A good laugh is sunshine in the house.
—William M. Thackeray
David Sedaris once wrote a story on the birth of his niece that made me laugh so much I fell out of bed. Sedaris has this gift of looking at everyday situations and seeing the humour therein that less observant individuals might miss. His family provide great material and don’t seem to mind being the subject of his hilarious tales, probably because there’s no malice in anything he writes. His partner Hugh isn’t off limits either, though there’s quite a difference between David’s family (all mad as hatters) and Hugh’s, who always find something positive to say no matter what:
“A stranger could hit me across the face with a sawed-off table leg, then kick me until my spinal column snapped, and still Joan [Hugh’s mum] would say, ‘Well, I’m sure he meant well.’ My family, on the other hand, is always happy to hear about how horrible someone is. You could wake any of my sisters from a sound sleep, say, ‘You won’t believe what this asshole said to me once in 1979,’ and have her full attention.”

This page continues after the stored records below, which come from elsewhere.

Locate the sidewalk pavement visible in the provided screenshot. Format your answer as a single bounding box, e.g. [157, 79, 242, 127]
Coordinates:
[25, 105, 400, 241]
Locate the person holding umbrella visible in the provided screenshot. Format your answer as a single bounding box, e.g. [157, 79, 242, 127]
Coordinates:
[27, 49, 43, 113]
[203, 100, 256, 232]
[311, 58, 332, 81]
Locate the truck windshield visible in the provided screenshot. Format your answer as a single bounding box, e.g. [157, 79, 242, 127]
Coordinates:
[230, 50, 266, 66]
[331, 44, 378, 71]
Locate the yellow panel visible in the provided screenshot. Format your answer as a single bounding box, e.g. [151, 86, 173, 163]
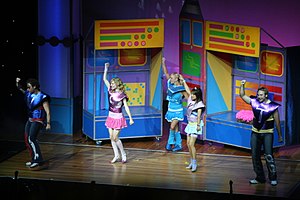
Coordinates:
[205, 21, 260, 57]
[124, 82, 146, 106]
[150, 51, 162, 105]
[94, 19, 164, 50]
[207, 52, 232, 109]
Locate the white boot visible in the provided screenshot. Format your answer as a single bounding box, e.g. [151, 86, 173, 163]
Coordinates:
[116, 140, 127, 163]
[110, 140, 120, 163]
[186, 159, 193, 169]
[192, 159, 197, 172]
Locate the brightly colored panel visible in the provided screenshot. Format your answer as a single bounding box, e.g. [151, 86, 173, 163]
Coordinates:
[180, 19, 191, 44]
[182, 50, 201, 77]
[94, 19, 164, 49]
[118, 49, 147, 66]
[260, 51, 284, 76]
[193, 21, 203, 47]
[124, 83, 146, 106]
[207, 53, 232, 111]
[205, 21, 260, 57]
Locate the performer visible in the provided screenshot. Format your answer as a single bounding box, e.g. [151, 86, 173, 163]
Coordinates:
[240, 80, 283, 186]
[103, 63, 134, 163]
[184, 87, 205, 172]
[16, 78, 51, 170]
[162, 57, 188, 151]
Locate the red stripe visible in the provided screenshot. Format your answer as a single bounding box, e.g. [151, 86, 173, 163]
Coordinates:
[209, 24, 223, 30]
[100, 42, 118, 47]
[209, 37, 244, 46]
[100, 28, 145, 34]
[99, 21, 159, 27]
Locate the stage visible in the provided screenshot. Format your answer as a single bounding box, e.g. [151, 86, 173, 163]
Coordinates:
[0, 142, 300, 199]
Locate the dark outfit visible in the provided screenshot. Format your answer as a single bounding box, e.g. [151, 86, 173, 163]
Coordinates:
[250, 96, 280, 183]
[24, 91, 50, 164]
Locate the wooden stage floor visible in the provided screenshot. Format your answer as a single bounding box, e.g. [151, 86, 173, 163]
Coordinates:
[0, 142, 300, 199]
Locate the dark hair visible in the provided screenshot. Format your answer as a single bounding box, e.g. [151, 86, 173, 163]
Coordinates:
[192, 87, 203, 102]
[257, 87, 269, 95]
[26, 78, 40, 90]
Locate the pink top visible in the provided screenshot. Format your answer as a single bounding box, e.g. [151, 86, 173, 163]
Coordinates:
[108, 90, 128, 113]
[186, 96, 205, 122]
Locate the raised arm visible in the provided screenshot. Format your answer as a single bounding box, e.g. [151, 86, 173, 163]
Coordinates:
[43, 101, 51, 130]
[179, 74, 191, 99]
[123, 98, 134, 125]
[162, 57, 170, 79]
[240, 80, 250, 104]
[103, 63, 110, 88]
[274, 109, 283, 142]
[16, 78, 25, 94]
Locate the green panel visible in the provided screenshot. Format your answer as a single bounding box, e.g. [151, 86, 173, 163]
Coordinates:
[182, 51, 201, 77]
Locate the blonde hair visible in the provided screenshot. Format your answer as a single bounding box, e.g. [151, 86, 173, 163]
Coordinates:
[171, 72, 183, 85]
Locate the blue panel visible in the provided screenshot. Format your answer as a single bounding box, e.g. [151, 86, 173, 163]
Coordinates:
[94, 116, 162, 140]
[152, 70, 162, 110]
[180, 19, 191, 44]
[50, 98, 73, 134]
[87, 75, 94, 113]
[193, 22, 203, 47]
[206, 63, 229, 114]
[206, 111, 285, 149]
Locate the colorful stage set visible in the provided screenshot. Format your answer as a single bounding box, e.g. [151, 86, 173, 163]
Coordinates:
[82, 19, 164, 144]
[179, 6, 286, 149]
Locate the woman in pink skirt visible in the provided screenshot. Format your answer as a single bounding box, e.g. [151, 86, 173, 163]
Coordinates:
[103, 63, 134, 163]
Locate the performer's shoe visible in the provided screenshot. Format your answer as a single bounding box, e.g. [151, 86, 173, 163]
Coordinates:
[271, 180, 278, 186]
[192, 163, 197, 172]
[249, 179, 266, 184]
[25, 162, 31, 167]
[110, 156, 120, 164]
[122, 155, 127, 164]
[172, 145, 182, 151]
[29, 161, 49, 171]
[186, 162, 193, 169]
[166, 144, 172, 151]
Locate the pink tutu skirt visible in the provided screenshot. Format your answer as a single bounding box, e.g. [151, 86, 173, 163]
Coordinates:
[105, 113, 127, 129]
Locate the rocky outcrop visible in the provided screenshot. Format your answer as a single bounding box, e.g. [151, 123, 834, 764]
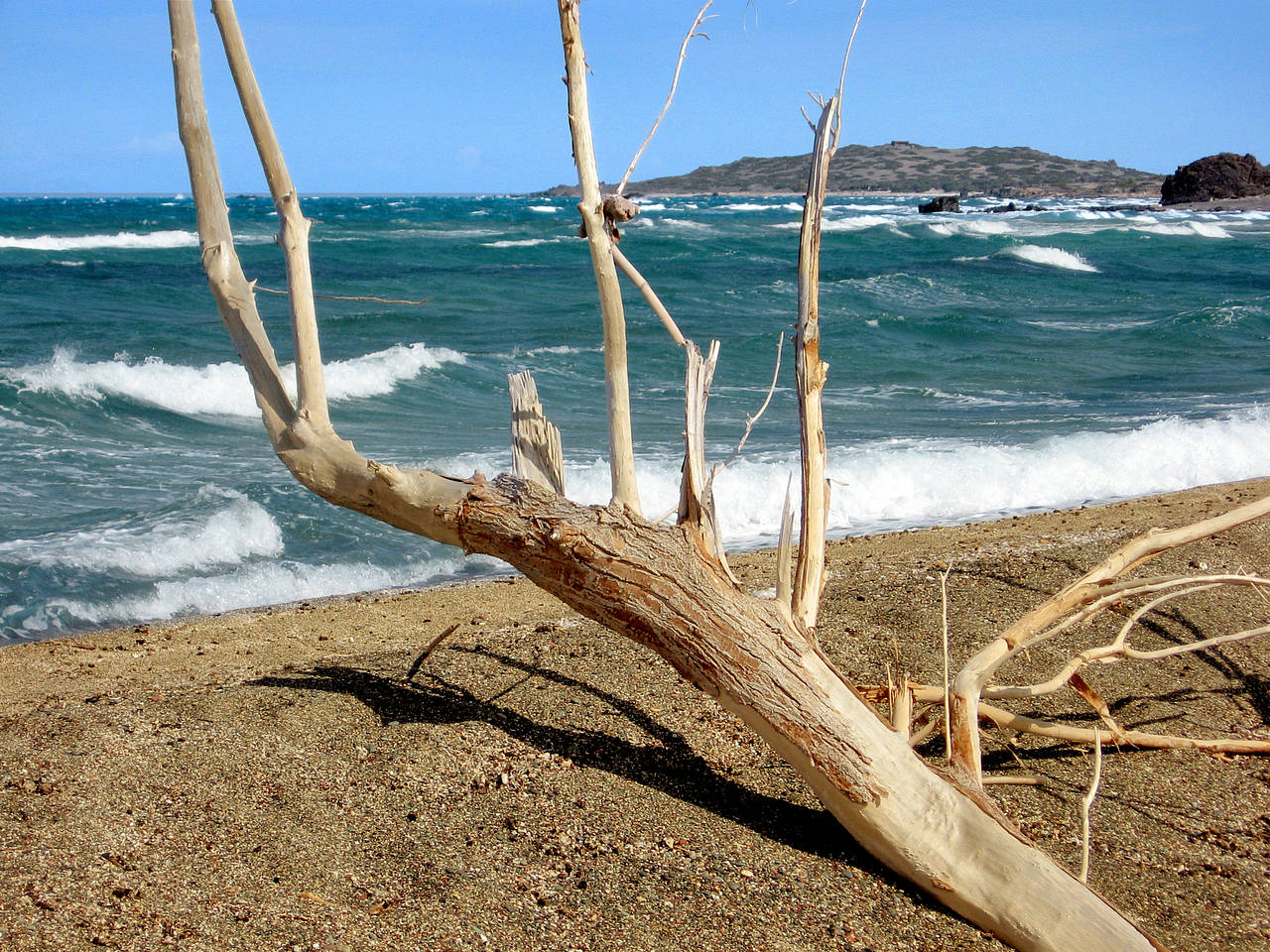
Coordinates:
[1160, 153, 1270, 204]
[917, 195, 961, 214]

As soon as his latest collection, Calypso, arrived in the shop I snapped it up to savour for a rainy day treat, a pick-me-up. A reminder that you can look at life and see nothing but the grim reality of trying to make a buck to survive, or you can turn it around to see the humorous side in everything. My own brother once made a casual remark about which of us five siblings would be first to go, a dark thought that sent a shiver down my spine. Far better to read David Sedaris’s dark humour as he muses on his beloved siblings:
“…we are all in our fifties now. Healthwise, we’ve been fortunate, but it’s just a matter of time before our luck runs out and one of us gets cancer. Then we’ll be picked off like figures at a shooting gallery, easy targets given the lives we’ve led.”